Bu yalnızca Tayaş’ın değil tüm fabrika ve işyerlerinin aslında sistemin çelişkisi. Çünkü biz onların adeta köleleriyiz. Çalışırken başımıza her şey gelebilir hiç önemli değil yeter ki patronlara zarar gelmesin. Bu durumu biz yaşadık ve çok öfkelendik, sinirlendik. Ama eğer ki Tayaş işçileri olarak birlikte hareket edersek ancak karşımızdakilere insan olduğumuzu anlatabiliriz. Yoksa bugün depremde, yarın iş cinayetiyle, işten atmalarla, insanlık dışı çalışma koşullarıyla hayatımızı kaybedebiliriz. Kaybetmesek bile ömür boyu hastalıklarla uğraşırız. İşçinin işçiden başka dostu olmadığını Tayaş bir kez daha bize gösterdi.
TAYAŞ: BİNAMIZ SAĞLAM DEPREMİ HİSSETMEDİK BİLE...

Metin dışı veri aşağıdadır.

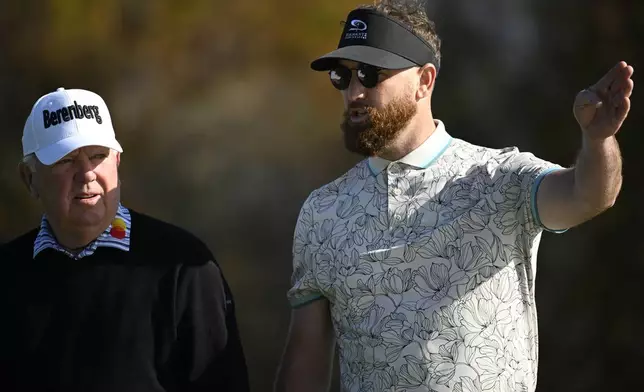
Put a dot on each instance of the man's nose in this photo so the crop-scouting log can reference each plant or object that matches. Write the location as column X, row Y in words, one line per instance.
column 84, row 170
column 356, row 90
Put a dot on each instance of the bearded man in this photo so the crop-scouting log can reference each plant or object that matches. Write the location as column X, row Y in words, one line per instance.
column 419, row 263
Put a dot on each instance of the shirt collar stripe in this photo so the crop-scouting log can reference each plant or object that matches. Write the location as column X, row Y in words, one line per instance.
column 423, row 156
column 45, row 238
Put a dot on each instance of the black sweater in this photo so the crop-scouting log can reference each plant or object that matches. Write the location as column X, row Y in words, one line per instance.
column 157, row 318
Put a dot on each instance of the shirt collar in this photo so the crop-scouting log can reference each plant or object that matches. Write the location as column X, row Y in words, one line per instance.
column 421, row 157
column 117, row 235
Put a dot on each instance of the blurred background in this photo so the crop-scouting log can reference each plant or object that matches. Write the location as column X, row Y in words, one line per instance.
column 226, row 130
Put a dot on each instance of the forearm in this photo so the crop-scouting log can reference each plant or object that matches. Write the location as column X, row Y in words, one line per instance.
column 598, row 173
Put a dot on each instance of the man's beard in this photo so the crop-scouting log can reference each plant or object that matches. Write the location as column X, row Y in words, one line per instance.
column 371, row 137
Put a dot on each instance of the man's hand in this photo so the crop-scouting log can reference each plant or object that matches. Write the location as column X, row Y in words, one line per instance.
column 601, row 109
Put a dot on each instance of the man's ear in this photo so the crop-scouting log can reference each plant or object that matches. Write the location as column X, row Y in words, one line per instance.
column 427, row 74
column 27, row 177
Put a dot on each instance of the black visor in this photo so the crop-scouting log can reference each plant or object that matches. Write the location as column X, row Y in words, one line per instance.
column 372, row 38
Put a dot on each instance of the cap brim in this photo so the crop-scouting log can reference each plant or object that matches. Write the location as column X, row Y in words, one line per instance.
column 52, row 154
column 362, row 54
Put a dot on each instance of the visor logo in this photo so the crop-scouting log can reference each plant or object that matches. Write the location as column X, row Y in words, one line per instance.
column 358, row 30
column 358, row 25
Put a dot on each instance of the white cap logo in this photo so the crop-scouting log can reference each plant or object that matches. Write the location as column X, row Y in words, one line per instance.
column 66, row 120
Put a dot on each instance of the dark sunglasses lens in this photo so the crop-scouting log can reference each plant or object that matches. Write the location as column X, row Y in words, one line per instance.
column 340, row 77
column 368, row 75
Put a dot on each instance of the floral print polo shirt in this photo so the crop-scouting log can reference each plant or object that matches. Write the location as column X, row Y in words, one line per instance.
column 428, row 264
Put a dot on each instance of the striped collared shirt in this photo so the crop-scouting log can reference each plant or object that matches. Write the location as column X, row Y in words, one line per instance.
column 117, row 235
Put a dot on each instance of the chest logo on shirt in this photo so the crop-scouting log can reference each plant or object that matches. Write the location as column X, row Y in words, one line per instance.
column 118, row 228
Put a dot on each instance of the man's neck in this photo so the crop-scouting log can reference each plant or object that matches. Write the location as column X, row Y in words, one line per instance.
column 415, row 133
column 76, row 239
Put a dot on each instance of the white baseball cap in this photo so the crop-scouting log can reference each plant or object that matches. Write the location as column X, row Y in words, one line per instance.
column 65, row 120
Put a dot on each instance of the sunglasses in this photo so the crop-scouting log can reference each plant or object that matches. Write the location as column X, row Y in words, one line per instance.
column 367, row 75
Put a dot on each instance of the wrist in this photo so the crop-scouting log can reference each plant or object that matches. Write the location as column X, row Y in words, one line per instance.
column 594, row 143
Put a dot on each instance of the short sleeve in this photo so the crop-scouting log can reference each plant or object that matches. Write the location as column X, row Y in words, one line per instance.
column 518, row 177
column 304, row 288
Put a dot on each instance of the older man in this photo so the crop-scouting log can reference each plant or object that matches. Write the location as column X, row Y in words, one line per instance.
column 101, row 297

Evrensel’e yazdıkları mektupta İstanbul Silivri açıklarında meydana gelen 5.8 büyüklüğündeki depremde idari personel dışarıya çıkarılırken kendilerinin içeride çalıştırıldığını belirten işçilerin aktardıklarını Tayaş yönetimine sorduk. Konuya ilişkin sorularımızı yanıtlayan Tayaş Genel Müdür Yardımcısı Yüksel Uçkun, iddialardı kabul etmedi. Uçkun “Bu haberin doğruluğunu teyit etmek için bizi aradığınız için teşekkür ederim. İçeride çalışan bir işçinin dışarıda çalışan bir beyaz yakayı görmesi mümkün değil? Deprem son derece insani bir şey. Bizim böyle bir durumda bir kısım insanı dışarı çıkarıp, bir kısım insanı içeride tutmamız mümkün olabilir mi? Bu son derece insanlık dışı bir uygulama. Böyle bir şey söz konusu bile değil. Depremin olduğu anda ben de fabrikadaydım. Yerimizden kalkmadık bile çünkü hiç hissetmedik depremi. Çünkü binamız o kadar sağlam. Telefon hatları kesilince farkına vardık biz. Bu haberler kişisel menfaatlerine ters düşen işçilerin size getirdiği yalan yanlış haberler” diye konuştu.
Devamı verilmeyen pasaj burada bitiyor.